Without elbow grease or any special cleaning agents!!
It is very simple and easy! If you have a caked on mess from a lasagna pan, or grimy burnt on goo from that sweet marinade on your broiler pan, or any other hard to clean baked on residue from that delicious dinner; here is the answer...Put your oven on to 350 or 400 degrees or leave it on after your done cooking your roast (or whatever). Fill the dirty pan with about 1 inch of tap water. (don't worry about scrubbing anything out of the pan.) Carefully put the pan back in the hot or preheated oven. Leave for about 10 minutes. Using oven mitts and a steady hand remove pan from oven. Place on counter. Take a spoon or rubber spatula and gently stir up the grime. It will lift almost without any effort. While still very hot move pan to sink and rinse out with cold water. Viola!! Clean pan!

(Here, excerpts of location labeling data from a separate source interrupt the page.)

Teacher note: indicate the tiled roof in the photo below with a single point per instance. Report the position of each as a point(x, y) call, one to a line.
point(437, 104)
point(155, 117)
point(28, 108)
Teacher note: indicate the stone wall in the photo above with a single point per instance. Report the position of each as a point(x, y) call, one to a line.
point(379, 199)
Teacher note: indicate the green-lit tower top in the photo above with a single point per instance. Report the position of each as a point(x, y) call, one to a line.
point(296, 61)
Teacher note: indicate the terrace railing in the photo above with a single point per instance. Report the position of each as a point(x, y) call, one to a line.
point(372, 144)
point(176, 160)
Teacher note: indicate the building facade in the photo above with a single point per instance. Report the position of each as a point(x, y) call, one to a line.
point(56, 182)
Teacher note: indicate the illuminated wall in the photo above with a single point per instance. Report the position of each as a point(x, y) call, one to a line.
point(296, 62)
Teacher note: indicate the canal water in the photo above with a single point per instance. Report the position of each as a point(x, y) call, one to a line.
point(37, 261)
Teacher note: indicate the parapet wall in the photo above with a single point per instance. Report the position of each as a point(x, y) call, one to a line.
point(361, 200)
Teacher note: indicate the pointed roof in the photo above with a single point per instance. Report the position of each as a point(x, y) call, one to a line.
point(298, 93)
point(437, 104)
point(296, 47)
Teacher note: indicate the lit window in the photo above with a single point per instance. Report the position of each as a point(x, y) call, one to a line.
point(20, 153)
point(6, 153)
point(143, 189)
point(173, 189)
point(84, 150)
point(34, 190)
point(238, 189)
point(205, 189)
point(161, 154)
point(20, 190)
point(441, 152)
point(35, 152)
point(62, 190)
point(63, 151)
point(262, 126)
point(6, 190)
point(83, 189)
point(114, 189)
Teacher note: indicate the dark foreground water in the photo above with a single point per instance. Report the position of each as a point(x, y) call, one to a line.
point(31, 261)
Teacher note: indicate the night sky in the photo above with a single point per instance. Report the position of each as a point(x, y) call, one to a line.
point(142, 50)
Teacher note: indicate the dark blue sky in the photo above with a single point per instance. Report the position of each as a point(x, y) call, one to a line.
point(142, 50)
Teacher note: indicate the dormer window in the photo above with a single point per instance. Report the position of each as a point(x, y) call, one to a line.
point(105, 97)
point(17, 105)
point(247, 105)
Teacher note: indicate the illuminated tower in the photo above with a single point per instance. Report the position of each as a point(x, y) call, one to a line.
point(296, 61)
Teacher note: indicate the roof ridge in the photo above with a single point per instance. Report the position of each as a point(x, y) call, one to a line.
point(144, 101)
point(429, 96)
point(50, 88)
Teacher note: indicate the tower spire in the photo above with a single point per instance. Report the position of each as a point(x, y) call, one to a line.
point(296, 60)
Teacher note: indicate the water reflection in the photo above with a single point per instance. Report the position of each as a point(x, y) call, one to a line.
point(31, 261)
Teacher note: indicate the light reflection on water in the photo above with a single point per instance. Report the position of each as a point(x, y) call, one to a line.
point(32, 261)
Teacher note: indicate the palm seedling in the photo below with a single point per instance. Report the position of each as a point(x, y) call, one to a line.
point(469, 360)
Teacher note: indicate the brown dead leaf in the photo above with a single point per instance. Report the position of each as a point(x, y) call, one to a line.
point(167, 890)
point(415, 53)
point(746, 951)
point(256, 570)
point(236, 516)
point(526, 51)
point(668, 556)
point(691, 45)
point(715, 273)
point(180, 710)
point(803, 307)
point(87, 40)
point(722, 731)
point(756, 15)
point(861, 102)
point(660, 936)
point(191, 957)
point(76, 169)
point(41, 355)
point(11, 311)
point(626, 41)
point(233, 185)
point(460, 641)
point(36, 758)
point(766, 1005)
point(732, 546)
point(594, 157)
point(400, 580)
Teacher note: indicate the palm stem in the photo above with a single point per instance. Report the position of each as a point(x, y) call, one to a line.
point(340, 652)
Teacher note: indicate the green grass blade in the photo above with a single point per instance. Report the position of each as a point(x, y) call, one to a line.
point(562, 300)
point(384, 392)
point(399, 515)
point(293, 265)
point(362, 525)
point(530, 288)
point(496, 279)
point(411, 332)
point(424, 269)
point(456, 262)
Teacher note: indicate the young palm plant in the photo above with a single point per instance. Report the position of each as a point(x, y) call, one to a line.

If you have a saute pan that has burned on residue, while the pan is still hot move to sink and run under cold water. It will sizzle and steam, the residue will loosen and be instantly clean! If you have a crook pot with baked on food, fill half way with water and put crook pot on high for about 20 minutes than rinse out under cold tap, gently using a sponge to help loosen! CLEAN! No fuss, no chemicals, no time!!
I discovered this cleaning technique from a cooking technique that my husband showed me a long time ago, DEGLAZING
deglaze [dee-GLAYZ] After food (usually meat) has been sautéed and the food and excess fat removed from the pan, deglazing is done by heating a small amount of liquid in the pan and stirring to loosen browned bits of food on the bottom. The liquid used is most often wine or stock. The resultant mixture often becomes a base for a sauce to accompany the food cooked in the pan.